I researched a number of indie publishing options whilst at the same time becoming wise to the Vanity Publishing Houses that prey upon naive new authors. I discovered York Publishing and here we are now. They offered a number of marketing options though none of them really had an impact on sales. Over the last year I have experimented with a number of promotional and marketing techniques. Sometimes it does feel like you are flying blind. There are so many and the majority cost big money. The key is trying to find affordable marketing options that will give maximize exposure. The usual social media outlets such as Twitter and Facebook have helped to raise the profile of the book and of myself as an author. This is the first phase and a really important one. I guess as an author I was judging my success based on the number of copies sold but I have learnt that you need to generate exposure first of all and hopefully this will lead to sales. I contacted every possible gay magazine or website and asked if they would consider reviewing the book or interviewing me. This was tremendously successful and provided many promo opportunities. Sometimes it can be tempting to pay to see your book in a top magazine but the gains are not always there for the taking. I fell into this trap – paying 500 pounds for an advert in Attitude Magazine. It was a proud moment when I saw the printed edition with my book advertised inside but it’s impact? Minimal! In comparison Goodreads has been an invaluable resource for me. It is a great way to link with other authors and direct with readers. I have offered the book in a number of Giveaways and this has led to some great reviews. The more reviews, the greater the attention you receive.

I‘m still learning every day. The more creative and innovative you can be in your approach the more successful I think you marketing will be. Readers are quite demanding these days. They expect budget prices yet high quality books. The $0.99 ebook craze has placed the rest of us under huge pressure to price our work at a competitive price that leaves little room for making a living out of our hobby. And very few magazines, websites or individuals will offer promotional support for free. I am currently experimenting with Google Adwords and to say this is a challenge is an under-statement. The majority of its functions are out of my league of IT understanding but is certainly has increased the amount of traffic to my website. Only time will tell if that leads to great sales. I personally believe that the more approaches you try the greater the impact. I am still using some traditional methods for spreading the word – handing out fliers and bookmarks that advertise the book. Maybe the mix of the modern and old methods is what works best? The book is available on every possible online book store. The support from traditional book stores has been less supportive. The book is in a number of stores – Asia Books and Kinokuniya stores in Thailand, Prowler in the UK and a few LGBT bookstores in the US, but generally they don’t have the space for stocking the tremendously high number of books being published each week. To see your paperback for sale in a local book store or at the airport is incredibly rewarding but don’t wrongly assume that will make the successful. My greatest sales have come from Amazon. I have tried to support the local book stores but Amazon seems to be able to do what they can’t do – reach out to my audience. Well actually they are very passive – they won’t promote your book but it seems to be the popular hangout for readers. Yet I haven’t just put all my eggs in the Amazon basket. I have tried to make the book available through as many outlets as possible – giving readers the best possible choice.

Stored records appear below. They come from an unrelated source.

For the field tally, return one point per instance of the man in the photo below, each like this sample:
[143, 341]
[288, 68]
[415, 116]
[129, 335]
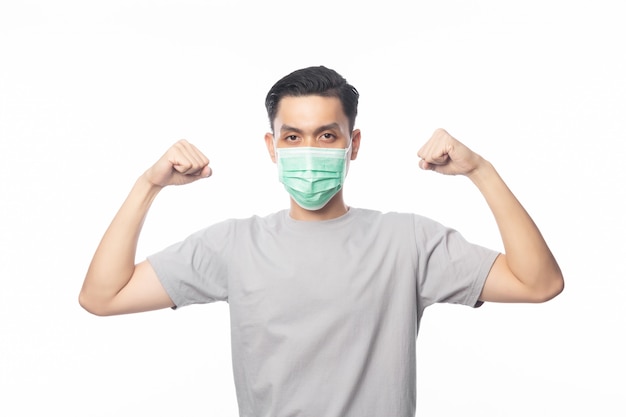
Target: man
[325, 299]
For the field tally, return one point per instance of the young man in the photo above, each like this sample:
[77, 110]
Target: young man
[325, 299]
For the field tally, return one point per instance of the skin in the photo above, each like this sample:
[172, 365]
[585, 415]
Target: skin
[114, 284]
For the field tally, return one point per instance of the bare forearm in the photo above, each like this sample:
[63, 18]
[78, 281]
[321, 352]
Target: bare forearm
[113, 263]
[527, 253]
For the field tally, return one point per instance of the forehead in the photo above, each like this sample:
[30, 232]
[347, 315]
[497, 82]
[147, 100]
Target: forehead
[310, 111]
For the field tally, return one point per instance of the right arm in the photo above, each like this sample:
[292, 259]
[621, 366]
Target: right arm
[114, 284]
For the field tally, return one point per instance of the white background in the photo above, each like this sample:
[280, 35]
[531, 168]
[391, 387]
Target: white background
[91, 93]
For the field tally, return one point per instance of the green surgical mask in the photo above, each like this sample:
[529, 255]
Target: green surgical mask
[312, 176]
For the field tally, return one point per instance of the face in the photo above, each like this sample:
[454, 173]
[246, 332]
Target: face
[312, 121]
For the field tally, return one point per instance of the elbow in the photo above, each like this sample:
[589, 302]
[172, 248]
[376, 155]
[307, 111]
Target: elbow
[90, 305]
[554, 285]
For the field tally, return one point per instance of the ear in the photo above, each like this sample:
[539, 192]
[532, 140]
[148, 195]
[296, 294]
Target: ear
[269, 142]
[356, 142]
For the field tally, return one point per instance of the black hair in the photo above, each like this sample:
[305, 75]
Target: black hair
[313, 81]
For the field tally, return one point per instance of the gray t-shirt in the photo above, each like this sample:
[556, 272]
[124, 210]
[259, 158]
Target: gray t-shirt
[324, 315]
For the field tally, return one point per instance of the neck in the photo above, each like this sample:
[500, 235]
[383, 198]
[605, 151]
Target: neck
[335, 208]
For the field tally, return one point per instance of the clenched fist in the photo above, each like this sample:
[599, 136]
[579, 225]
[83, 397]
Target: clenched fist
[182, 164]
[446, 155]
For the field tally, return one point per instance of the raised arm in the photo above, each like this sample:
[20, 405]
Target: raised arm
[114, 284]
[527, 271]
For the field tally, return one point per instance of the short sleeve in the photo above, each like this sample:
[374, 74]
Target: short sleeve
[194, 270]
[450, 269]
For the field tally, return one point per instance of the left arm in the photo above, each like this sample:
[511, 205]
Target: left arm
[527, 271]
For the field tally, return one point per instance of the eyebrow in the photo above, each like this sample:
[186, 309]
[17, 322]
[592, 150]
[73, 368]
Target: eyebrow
[330, 126]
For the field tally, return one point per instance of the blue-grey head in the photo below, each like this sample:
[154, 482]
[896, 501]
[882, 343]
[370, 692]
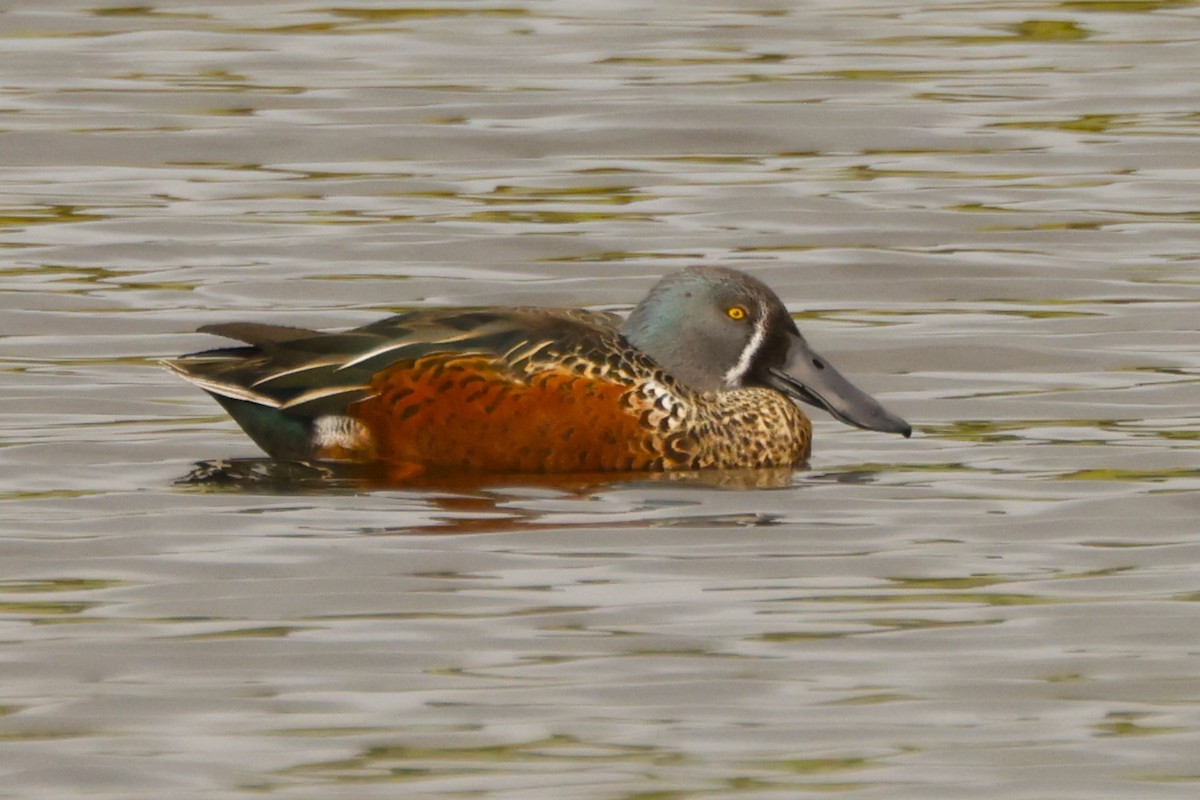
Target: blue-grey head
[717, 329]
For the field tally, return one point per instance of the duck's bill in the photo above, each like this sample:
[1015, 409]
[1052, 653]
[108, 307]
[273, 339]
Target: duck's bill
[808, 377]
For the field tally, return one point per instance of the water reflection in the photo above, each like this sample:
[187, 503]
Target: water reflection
[987, 210]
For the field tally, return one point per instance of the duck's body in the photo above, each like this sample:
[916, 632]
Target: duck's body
[693, 379]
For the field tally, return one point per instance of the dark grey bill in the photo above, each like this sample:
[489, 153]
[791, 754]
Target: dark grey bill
[810, 378]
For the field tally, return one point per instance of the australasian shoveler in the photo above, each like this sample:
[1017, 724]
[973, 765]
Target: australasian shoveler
[701, 374]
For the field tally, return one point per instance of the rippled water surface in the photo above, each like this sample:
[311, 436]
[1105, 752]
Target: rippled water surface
[987, 212]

It can be disheartening sometimes and most definitely frustrating when struggling to reach out to your readers. But I just remind myself of why I wrote the book. It was not sell thousands of copies (though that would be lovely thank you). I had always told myself that if my story helped just one person avoid the misery and upset I went through, or if the book helped one ignorant person realise the complexity of sexuality, then it would all have been worthwhile. And I have exceeded those expectations tenfold.